TIL I’m not the average web user. Not suprising, since I use Arch (btw), and I’ve done web dev projects. Do average people really just look up the url every time?

AzuraTheSpellkissed@lemmy.blahaj.zone on 01 Jul 05:40 collapse

My dad used to put “Google” in the omnibar (adressbar), hit enter, then click the first Yahoo search result for google.com, then enter his actual search query into Google.

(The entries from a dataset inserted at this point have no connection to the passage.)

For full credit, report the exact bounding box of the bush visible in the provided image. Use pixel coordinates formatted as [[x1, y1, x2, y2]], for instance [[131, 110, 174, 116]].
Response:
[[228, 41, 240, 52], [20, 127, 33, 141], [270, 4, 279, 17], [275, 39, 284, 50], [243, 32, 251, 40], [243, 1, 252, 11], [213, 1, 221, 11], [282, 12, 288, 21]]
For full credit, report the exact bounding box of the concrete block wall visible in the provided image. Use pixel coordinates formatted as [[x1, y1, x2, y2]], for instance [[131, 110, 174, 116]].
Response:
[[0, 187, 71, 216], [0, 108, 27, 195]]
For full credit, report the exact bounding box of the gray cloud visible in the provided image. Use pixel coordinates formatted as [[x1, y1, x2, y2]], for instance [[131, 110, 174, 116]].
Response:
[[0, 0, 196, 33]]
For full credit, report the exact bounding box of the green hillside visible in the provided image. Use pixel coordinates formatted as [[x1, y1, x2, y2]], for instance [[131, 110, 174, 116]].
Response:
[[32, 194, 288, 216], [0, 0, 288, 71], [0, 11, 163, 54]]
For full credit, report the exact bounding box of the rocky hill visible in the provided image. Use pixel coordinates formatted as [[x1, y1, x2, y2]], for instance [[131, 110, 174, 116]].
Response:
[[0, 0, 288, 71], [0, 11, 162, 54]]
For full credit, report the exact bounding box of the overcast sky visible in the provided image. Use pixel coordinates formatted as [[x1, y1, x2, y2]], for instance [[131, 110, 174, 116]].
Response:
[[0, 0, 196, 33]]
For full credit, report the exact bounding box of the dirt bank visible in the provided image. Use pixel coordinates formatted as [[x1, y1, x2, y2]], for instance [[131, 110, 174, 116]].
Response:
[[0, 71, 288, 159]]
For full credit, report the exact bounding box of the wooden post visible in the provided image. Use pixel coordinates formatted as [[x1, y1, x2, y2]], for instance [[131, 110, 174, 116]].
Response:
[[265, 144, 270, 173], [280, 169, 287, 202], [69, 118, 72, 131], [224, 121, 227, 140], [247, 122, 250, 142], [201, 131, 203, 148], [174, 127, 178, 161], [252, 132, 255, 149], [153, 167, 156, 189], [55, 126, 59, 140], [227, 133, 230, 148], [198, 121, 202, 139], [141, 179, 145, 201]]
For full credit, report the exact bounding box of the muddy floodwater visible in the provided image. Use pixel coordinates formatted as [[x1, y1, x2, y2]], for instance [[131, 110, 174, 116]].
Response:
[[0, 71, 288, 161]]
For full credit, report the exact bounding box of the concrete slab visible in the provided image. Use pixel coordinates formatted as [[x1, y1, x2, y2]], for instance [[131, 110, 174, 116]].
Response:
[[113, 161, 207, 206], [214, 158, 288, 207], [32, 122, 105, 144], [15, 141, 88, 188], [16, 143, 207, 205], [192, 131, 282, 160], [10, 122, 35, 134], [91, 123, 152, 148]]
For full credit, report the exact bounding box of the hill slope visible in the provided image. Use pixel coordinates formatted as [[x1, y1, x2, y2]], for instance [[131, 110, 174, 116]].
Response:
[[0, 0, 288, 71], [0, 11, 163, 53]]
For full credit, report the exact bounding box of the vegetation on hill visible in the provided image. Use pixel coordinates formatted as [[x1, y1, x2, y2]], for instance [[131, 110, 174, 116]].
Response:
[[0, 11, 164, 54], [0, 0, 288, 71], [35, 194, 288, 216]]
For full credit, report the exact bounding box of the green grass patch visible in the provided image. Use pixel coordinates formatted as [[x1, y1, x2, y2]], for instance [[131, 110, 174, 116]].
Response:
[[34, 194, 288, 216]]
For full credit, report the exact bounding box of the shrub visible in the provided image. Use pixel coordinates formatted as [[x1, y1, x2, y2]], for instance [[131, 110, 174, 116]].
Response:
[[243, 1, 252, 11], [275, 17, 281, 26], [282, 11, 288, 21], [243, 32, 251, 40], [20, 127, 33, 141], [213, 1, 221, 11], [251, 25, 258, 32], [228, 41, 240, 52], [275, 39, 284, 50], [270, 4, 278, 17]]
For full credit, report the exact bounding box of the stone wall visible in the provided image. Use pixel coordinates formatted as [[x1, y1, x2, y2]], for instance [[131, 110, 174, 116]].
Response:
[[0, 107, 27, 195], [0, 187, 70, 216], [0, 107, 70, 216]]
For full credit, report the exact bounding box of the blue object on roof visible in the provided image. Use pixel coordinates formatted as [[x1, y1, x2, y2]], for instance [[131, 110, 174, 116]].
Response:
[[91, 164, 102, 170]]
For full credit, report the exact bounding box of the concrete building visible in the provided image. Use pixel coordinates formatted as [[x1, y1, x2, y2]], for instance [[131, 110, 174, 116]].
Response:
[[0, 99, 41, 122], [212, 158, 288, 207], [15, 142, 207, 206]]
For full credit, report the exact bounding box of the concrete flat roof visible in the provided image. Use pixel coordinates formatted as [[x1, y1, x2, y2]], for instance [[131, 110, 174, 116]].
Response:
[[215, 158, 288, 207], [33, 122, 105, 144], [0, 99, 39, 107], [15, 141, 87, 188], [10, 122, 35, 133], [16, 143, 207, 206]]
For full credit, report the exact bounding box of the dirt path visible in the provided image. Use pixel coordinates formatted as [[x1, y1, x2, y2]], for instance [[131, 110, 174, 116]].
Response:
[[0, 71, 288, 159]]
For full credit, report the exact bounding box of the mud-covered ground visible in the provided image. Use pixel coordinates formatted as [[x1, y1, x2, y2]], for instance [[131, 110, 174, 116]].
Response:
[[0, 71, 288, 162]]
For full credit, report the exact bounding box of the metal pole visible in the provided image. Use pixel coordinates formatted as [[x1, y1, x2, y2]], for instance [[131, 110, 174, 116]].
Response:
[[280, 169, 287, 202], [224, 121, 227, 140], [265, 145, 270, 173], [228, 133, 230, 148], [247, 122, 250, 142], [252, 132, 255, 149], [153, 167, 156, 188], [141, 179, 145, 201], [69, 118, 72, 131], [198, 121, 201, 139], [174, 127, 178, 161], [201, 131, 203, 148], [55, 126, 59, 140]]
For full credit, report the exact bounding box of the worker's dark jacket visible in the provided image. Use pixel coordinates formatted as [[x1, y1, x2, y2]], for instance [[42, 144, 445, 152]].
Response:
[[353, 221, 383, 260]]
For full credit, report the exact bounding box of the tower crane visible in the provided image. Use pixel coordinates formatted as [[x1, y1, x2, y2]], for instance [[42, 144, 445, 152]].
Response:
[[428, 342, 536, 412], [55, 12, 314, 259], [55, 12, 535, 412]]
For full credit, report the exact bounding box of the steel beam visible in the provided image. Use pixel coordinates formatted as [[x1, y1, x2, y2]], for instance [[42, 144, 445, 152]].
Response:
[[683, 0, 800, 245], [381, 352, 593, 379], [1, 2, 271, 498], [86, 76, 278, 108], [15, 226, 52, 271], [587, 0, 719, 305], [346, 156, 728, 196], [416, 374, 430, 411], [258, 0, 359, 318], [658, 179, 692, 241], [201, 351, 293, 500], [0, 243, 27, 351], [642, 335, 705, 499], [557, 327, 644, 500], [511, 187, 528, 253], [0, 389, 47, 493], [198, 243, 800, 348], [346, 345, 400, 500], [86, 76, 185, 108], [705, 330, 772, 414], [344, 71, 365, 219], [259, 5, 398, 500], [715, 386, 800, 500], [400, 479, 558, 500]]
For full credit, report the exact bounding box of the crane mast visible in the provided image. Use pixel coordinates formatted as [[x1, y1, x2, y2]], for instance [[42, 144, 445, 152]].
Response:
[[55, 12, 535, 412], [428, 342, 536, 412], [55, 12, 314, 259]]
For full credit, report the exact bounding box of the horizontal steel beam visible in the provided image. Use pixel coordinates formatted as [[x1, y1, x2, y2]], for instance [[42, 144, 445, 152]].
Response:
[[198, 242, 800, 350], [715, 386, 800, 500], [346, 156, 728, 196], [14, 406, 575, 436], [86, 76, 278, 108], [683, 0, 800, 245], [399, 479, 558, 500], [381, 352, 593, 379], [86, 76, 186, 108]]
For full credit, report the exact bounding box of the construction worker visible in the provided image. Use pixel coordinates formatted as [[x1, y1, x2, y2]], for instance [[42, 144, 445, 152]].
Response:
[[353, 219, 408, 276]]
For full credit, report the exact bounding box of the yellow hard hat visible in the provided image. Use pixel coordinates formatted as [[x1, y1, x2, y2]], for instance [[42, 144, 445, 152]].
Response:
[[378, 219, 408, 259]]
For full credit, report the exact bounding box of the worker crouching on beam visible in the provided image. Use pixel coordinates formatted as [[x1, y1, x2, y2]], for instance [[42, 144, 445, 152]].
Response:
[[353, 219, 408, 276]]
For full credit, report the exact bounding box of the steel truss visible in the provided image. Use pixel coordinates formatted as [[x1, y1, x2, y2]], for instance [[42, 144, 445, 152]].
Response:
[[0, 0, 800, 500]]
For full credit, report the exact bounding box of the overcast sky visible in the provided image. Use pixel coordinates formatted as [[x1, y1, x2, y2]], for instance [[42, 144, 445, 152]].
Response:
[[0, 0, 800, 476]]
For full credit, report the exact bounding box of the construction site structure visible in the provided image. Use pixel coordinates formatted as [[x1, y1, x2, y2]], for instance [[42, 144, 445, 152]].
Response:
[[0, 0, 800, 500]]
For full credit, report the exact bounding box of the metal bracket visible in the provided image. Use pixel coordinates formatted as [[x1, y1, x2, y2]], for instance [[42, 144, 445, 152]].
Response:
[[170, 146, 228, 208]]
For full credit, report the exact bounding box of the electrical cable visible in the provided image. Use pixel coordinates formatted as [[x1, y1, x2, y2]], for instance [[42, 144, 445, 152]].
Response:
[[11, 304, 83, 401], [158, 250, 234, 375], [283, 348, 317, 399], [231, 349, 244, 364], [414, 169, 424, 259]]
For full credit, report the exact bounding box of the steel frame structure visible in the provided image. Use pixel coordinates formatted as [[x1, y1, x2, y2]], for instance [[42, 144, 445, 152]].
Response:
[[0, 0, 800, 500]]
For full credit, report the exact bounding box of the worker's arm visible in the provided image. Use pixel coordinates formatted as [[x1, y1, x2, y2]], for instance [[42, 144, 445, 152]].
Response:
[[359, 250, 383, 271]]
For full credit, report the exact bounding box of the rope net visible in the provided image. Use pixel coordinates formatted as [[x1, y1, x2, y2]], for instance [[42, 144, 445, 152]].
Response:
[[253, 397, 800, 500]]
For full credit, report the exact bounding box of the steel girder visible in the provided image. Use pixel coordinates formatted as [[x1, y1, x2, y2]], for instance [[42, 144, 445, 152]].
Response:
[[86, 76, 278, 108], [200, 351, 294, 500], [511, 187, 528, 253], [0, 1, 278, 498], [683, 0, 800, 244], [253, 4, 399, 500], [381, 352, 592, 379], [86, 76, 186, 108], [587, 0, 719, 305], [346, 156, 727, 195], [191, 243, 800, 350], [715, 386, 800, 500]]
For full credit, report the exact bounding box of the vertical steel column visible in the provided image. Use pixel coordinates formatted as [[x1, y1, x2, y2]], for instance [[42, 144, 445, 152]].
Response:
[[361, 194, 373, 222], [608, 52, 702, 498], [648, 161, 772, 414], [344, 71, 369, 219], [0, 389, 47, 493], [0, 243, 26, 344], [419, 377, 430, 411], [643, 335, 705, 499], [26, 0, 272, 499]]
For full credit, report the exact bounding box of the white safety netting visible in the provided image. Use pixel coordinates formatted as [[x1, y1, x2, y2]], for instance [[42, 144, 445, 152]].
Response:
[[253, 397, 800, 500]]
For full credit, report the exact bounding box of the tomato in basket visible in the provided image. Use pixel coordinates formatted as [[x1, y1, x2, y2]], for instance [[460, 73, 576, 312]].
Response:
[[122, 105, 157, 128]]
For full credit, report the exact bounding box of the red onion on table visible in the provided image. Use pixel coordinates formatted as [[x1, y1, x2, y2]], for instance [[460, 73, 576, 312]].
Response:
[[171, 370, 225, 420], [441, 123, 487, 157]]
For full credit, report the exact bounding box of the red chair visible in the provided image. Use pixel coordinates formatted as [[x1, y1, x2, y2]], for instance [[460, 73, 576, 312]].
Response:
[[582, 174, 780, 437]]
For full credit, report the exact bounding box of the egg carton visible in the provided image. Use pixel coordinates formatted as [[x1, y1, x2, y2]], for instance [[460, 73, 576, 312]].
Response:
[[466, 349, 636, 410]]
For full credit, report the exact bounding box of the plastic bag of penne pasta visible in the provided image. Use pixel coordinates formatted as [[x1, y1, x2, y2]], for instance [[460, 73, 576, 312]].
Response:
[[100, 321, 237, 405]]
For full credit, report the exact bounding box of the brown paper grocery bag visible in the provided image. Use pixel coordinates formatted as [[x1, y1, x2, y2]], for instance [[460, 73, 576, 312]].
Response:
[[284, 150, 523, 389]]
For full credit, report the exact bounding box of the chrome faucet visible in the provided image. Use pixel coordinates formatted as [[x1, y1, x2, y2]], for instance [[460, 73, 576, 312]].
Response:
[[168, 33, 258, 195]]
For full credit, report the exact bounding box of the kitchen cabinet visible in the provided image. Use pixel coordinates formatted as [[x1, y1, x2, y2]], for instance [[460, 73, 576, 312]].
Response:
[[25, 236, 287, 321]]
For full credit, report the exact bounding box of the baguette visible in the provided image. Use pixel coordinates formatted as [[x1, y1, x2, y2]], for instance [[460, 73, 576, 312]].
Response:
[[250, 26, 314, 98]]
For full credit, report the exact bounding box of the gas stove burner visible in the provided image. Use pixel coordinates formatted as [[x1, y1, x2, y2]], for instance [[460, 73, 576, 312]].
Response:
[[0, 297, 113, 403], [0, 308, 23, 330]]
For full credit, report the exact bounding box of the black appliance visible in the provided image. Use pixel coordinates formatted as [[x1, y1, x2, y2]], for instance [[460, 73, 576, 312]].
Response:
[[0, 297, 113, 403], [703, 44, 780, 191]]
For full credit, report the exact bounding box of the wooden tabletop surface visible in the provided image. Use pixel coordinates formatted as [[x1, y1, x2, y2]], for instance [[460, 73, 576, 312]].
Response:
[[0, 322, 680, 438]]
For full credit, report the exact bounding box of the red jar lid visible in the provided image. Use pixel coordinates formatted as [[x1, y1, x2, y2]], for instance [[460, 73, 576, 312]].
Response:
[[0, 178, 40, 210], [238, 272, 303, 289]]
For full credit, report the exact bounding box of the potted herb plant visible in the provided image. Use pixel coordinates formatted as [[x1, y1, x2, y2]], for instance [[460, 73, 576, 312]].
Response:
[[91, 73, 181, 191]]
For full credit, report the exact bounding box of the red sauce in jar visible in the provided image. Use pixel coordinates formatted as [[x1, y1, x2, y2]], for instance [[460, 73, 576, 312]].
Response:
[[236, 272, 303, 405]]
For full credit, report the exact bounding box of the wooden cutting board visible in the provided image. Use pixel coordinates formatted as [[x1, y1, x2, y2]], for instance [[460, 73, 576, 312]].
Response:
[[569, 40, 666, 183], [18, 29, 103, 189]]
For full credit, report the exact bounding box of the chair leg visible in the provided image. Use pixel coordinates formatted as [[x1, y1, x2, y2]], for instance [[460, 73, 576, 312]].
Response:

strawberry_enjoyer42@lemmy.blahaj.zone on 01 Jul 06:48 collapse

Remarkable.

autonomous@lemmy.world on 01 Jul 08:30 next collapse

I̶̹͊̂ ̵̢̮̬̻͙̹̦͈̜͕̖̠̱͒̃͗̎̑̕͠o̸̧̬̜͚͕̠͍̓̾̉n̷̥͔͕͈̭̦̲͓̼͍̣̪̝͗̀̓͗͜ḷ̵̢̛̅̓̓̐͝y̶̧̨̢̠͙̰͍̖̞͍͙̳̩̠͈̋͋͒̍̏̓͂̋͘̚͘ ̴̢͎͇͍͉̗̭̎͜͠ṷ̴̱̺̣͚̱̀̄͆͛̈́̀͗͒̓̇̓̇s̶̠̮͂̌̾̋ͅe̸̡̢̛̦̻̙͉͂̓́̉̏̅̓̓̒̋͘͝ ̶̢̡̬̩̯̫̱̪̫͚̱͓͉̗͑͜Ż̶͕̮͔̙̜̞̕͝a̸̡͂͛̽̓͆͌̅l̶̛͖̼̲͚̳̓͐͂̊̒͂̄͂́̿̎̒͊̒̕ǵ̶̰̩̮̹̤̺̫̥̹̹͙̌͆͋̒o̶̧̲̟̬̻̳͖͗̉̈́̓͌͗̿̅͌̂͆̈͘̕̕ ̷̡̙̩̰̦̯̄́̿͠F̶͔͙̱̞̘̯͇͖͍̱͍͖̺̯͋́̑̓̀̈́͌̍̏͌̉̄̋̇͘͜͝o̵̮̫͖̙̟͈̬̽̃̔̇̔̈́́͒̏̃͐͘͘͘ͅn̶̨̞̠͖͓̗͕̙͈̙̥̟̈́̈́̔̃̓̿͂̆̈́̌ṱ̸̢̧̩̗̮͔͔̲̖̺̯͇̩̟̈́̈́͗̊̐̈́̐͆̽̄̂̔̇͒̚ͅ

highbank@lemmy.zip on 07 Jul 08:33 collapse

Just created an issue about this on URLCheck’s GitHub.